Where it gets more difficult is interrupts, which in the above paradigm could come at any time. If they're timers you could know before going into a "basic block" (the JITted chunk, probably larger than a classic basic block) if it would hit during the block, then just single step interpret out the rest of the cycles. If it's irregular... you might either checkpoint regularly and revert to a previous checkpoint if an interrupt comes in during a block, or batch up changes and only commit them if we hit the end of the block with no interrupt.
One big problem with this idea is that RAM is a device, probably not connected to only a single core CPU! You can get around this a little by modelling RAM over time as separate ranges, first assume that writes are only going to be visible to the device that wrote it, then if another reads/writes it, split the region, treat the ranges as separate devices (and treat this event as an interrupt to the first device).
The problem arises when needing to know how frequently to checkpoint, i.e. the size of said blocks.
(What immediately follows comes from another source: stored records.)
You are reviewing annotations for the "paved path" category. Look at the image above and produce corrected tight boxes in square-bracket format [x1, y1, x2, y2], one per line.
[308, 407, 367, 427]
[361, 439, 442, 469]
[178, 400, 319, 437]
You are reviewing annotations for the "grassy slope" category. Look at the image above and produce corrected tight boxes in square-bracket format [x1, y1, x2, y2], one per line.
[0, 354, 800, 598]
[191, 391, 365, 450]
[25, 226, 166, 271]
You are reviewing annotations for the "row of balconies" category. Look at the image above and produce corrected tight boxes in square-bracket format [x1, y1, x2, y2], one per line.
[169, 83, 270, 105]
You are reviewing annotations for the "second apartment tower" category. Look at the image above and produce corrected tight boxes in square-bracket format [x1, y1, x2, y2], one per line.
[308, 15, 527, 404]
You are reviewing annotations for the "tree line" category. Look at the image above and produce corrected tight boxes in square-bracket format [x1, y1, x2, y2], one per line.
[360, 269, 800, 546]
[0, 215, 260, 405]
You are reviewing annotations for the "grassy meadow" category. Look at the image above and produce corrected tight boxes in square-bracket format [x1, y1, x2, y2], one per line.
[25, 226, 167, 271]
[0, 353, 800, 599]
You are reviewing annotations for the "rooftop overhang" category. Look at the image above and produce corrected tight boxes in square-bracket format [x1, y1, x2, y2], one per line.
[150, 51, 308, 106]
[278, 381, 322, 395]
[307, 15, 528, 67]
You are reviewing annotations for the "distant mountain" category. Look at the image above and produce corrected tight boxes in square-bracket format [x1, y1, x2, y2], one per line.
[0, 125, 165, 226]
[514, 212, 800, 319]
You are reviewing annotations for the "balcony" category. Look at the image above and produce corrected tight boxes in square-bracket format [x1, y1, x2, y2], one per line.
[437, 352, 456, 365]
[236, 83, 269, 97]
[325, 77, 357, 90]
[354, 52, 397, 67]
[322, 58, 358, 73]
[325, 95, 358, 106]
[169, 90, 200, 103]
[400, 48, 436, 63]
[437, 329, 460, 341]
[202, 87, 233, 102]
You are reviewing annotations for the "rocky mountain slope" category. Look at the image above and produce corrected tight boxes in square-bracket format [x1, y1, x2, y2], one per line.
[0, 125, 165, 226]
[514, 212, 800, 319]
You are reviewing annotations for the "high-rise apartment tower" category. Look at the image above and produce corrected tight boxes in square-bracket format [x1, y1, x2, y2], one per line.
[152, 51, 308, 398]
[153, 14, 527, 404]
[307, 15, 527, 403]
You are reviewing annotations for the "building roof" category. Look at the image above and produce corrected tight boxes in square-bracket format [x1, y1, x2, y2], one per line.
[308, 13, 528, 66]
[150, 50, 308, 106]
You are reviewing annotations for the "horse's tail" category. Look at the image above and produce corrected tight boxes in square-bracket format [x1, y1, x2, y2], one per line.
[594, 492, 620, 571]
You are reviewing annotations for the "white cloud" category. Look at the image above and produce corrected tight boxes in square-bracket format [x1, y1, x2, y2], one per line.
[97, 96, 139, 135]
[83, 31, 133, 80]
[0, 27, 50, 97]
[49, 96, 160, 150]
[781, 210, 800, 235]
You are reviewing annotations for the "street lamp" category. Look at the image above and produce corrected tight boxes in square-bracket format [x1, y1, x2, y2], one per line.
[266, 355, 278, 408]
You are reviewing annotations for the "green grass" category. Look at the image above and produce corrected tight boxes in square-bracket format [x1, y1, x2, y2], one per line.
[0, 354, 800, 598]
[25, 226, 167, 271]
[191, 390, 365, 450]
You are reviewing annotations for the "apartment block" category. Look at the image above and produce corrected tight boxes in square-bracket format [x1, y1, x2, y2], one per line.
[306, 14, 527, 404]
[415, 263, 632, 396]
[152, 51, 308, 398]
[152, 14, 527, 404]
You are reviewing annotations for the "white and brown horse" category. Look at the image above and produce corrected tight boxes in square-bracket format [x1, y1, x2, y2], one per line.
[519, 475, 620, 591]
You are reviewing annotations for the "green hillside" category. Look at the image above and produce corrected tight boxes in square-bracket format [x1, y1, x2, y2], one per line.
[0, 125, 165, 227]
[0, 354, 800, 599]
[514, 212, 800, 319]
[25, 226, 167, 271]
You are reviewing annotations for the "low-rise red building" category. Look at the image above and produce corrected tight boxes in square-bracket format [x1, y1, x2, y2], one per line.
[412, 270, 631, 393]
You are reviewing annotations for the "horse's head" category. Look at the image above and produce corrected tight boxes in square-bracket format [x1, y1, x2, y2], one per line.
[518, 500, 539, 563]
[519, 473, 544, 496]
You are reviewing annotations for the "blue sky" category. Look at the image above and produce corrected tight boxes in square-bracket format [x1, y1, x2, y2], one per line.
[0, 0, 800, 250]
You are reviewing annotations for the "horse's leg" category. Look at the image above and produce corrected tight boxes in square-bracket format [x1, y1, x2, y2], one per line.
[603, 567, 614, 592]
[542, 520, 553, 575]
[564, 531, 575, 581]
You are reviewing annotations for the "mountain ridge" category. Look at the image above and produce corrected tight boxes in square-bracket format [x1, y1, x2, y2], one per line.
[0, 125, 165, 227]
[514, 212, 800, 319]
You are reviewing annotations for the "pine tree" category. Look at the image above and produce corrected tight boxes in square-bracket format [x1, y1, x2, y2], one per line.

If I am running the emulator on a machine 200x faster than the emulatee, the check should be every instruction because we have the time and executing too many instructions between syncs will be very noticeable. But if I am running the emulator on a machine 1.05x faster than the emulatee, we don't have a lot of time to work with, so you'll guess at the block size between checks? Get it wrong and you've done too many ops or too few. Either way, you definitely don't have time to sleep or use small block sizes. I'm sure I'm over thinking it.
On the plus side, the synchronization is explicit on newer consoles because they couldn't rely on constant timing. Caches and multiple bus masters meant that they couldn't cycle count like the used to be able to.